May 2, 2011
Houston Shine and Shane Brown win “In Color” at Kentucky Reining Cup Freestyle Championship.
By Larri Jo Starkey
A 7-year-old sorrel stallion repeated his freestyle win from the National Western Stock Show at the inaugural Kentucky Reining Cup World Freestyle Championship, an evening that combined exciting freestyle with a collegial celebrity slide.
Riding to “In Color,” as recorded by Jamey Johnson, Shane Brown of Elbert, Colorado, and Houston Shine told the story of an old man’s remembrances of his life in black and white photos through slow circles followed by fast stops. Shane said he liked the song on first hearing it and thought it would go well with Houston Shine’s abilities.
“One of the things he likes to do is slow down like that and lope slow and do the big parts the way he does them,” Shane said April 30 after collecting the winner’s share of the $25,000 prize money. “And we just worked until it felt right.”

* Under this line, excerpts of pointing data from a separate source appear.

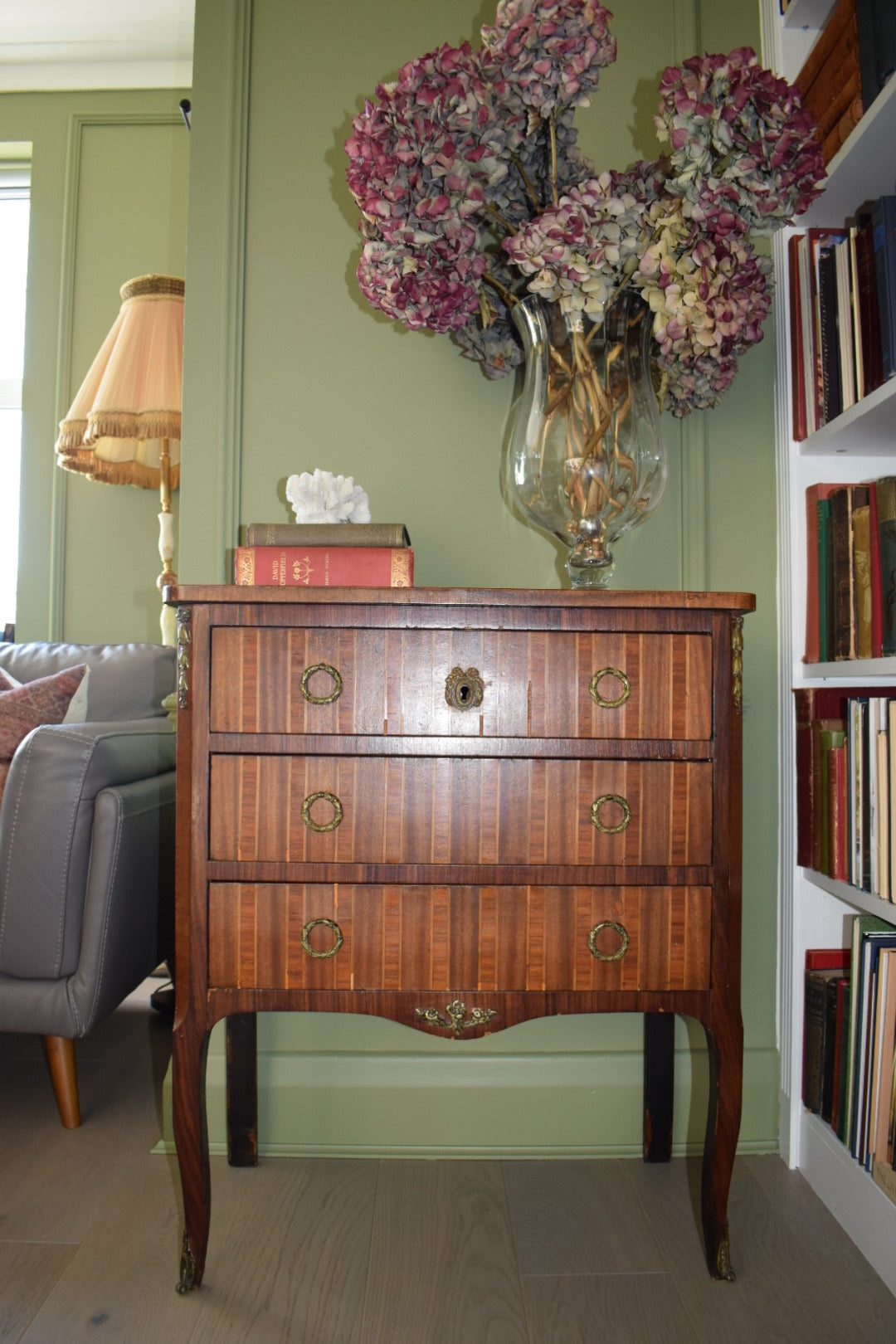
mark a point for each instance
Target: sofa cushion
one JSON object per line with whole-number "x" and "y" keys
{"x": 26, "y": 707}
{"x": 127, "y": 680}
{"x": 77, "y": 711}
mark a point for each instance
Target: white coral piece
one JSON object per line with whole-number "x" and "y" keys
{"x": 323, "y": 498}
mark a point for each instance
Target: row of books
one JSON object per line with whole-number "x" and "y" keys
{"x": 324, "y": 555}
{"x": 843, "y": 314}
{"x": 850, "y": 570}
{"x": 850, "y": 1043}
{"x": 846, "y": 785}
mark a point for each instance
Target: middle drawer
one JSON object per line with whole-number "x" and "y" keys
{"x": 440, "y": 811}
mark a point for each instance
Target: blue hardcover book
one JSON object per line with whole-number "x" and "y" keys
{"x": 883, "y": 218}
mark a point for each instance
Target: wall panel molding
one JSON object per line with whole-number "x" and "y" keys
{"x": 212, "y": 468}
{"x": 80, "y": 127}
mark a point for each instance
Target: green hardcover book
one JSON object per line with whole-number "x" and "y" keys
{"x": 829, "y": 738}
{"x": 887, "y": 533}
{"x": 843, "y": 1074}
{"x": 825, "y": 582}
{"x": 861, "y": 925}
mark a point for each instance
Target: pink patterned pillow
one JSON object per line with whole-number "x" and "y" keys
{"x": 30, "y": 704}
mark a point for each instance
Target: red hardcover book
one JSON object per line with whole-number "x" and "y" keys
{"x": 323, "y": 566}
{"x": 813, "y": 704}
{"x": 829, "y": 958}
{"x": 820, "y": 491}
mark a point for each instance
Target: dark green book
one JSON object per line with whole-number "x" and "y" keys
{"x": 843, "y": 1064}
{"x": 887, "y": 533}
{"x": 829, "y": 738}
{"x": 825, "y": 581}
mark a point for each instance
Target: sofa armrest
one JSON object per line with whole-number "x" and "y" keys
{"x": 46, "y": 825}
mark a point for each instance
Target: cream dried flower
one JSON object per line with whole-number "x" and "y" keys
{"x": 323, "y": 498}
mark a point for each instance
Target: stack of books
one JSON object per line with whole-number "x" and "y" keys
{"x": 850, "y": 570}
{"x": 324, "y": 555}
{"x": 850, "y": 1042}
{"x": 843, "y": 314}
{"x": 846, "y": 785}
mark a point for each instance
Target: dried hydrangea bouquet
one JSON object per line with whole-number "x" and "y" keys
{"x": 483, "y": 219}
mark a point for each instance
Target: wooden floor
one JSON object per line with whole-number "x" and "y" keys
{"x": 387, "y": 1253}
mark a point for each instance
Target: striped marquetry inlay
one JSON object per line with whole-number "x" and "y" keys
{"x": 460, "y": 811}
{"x": 457, "y": 938}
{"x": 392, "y": 682}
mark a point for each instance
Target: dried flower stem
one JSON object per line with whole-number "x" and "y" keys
{"x": 529, "y": 190}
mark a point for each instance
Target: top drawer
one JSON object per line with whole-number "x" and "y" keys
{"x": 538, "y": 684}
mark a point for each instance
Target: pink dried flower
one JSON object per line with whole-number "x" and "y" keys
{"x": 472, "y": 188}
{"x": 742, "y": 145}
{"x": 551, "y": 51}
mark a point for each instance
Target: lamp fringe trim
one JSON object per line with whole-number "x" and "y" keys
{"x": 116, "y": 474}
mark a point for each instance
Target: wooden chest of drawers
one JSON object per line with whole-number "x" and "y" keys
{"x": 458, "y": 810}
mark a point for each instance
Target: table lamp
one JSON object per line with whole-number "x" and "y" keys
{"x": 124, "y": 424}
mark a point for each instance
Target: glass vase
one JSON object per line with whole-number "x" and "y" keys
{"x": 586, "y": 460}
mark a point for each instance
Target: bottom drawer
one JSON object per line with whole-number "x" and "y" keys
{"x": 277, "y": 936}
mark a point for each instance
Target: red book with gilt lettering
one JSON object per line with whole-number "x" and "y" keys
{"x": 324, "y": 566}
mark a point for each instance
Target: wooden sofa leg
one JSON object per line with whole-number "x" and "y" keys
{"x": 61, "y": 1057}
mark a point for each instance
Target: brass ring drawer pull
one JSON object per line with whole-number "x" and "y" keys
{"x": 306, "y": 811}
{"x": 321, "y": 699}
{"x": 327, "y": 923}
{"x": 609, "y": 956}
{"x": 464, "y": 689}
{"x": 596, "y": 813}
{"x": 602, "y": 700}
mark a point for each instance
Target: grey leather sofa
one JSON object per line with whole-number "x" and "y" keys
{"x": 86, "y": 850}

The freestyle reining was at the Alltech Arena in Kentucky Horse Park in Lexington, Kentucky, one of the facilities built for the 2010 Alltech FEI World Equestrian Games.
“The horse was USEF-eligible to show (April 29) in the open as well,” Shane said. “We’d been here for the WEG (freestyle reining demonstration), and it was a very nice facility. We thought it would be worth the trip.”
Houston Shine is by Hey Houston and out of Shining Shiner by Shining Spark. He was bred by Tom Chambers of Scottsdale, Arizona, and is owned by Sheryl and Preston Mease of Grand Junction, Colorado.
The win wouldn’t have been possible, Shane said, if he and Houston Shine didn’t have a long-term partnership. The arena lights were turned off, and four spotlights lit horse and rider for their routine.
“There are times when you look up to go run down, and the walls are black,” he said. “They trust you. It’s amazing these horses do what they do.”
Third-place finisher Heather Johnson of Ringgold, Georgia, agreed. Riding her homebred sorrel stallion Doublenotyourreeboks, Heather roused the crowd early in the evening with her hand claps and the horse’s blazing spins to “Dynamite.” She also wore sunglasses, in part for her costume and in part for the glare.
“It actually helped a little bit,” she said. “With the spotlights on, (the horses) really do have to trust you. It’s nice that when you practice here, they let you use the spotlights. I’ve been in events where they turn them on as you’re walking in for the performance. Sometimes it works and sometimes the horse runs away from them. They made a real effort to have the lighting here exactly as it was going to be tonight, and that makes a big difference.”
AQHA Professional Horseman Pete Kyle finished second on Whizs Bronze Star to Toby Keith’s song “Good to Go to Mexico.” He had nothing but praise for the Kentucky facility and the event that took place in conjunction with the Rolex Kentucky Three-Day Event, the premier hunter trial in the United States.
“It was really fun to be able to go out on that cross-country course today and gain a whole new perspective,” Pete said. “That’s some scary stuff out there, and they show no fear. And they’re great horsemen and do a great job with their horses, preparing them and physically having them fit to do that kind of course. When we come as horsemen and we talk with these other horsemen from other disciplines and we all learn from it.”
Four eventers – Hamish Cargill of Australia, and Gina Myles and David and Karen O’Connor of the United States – rode reiners and collected score sheets.
David, the United States Equestrian Federation president, picked up his first reining check by finishing sixth.
“We all had a short time (to prepare), but we have to thank Pete for preparing the horses for us, because if you sit on a Pete Kyle horse, you just have to hang on and not get in the way,” David said.
On Paid By Corona, owned by the Roper family of Hobart, Indiana, David felt bold enough at the end of his ride to take his horse’s bridle off and try a little bridleless spin. He grinned happily through the whole thing.
“I’m big into the cheering,” he said. “This is a spectator-friendly sport. They understand it; they’re passionate about it, and we’ve got to – in our sports, we’ve got to be more willing to go there and really get the crowd involved in what we do. So I think that’s a lesson for all of us, because it’s a blast to come.”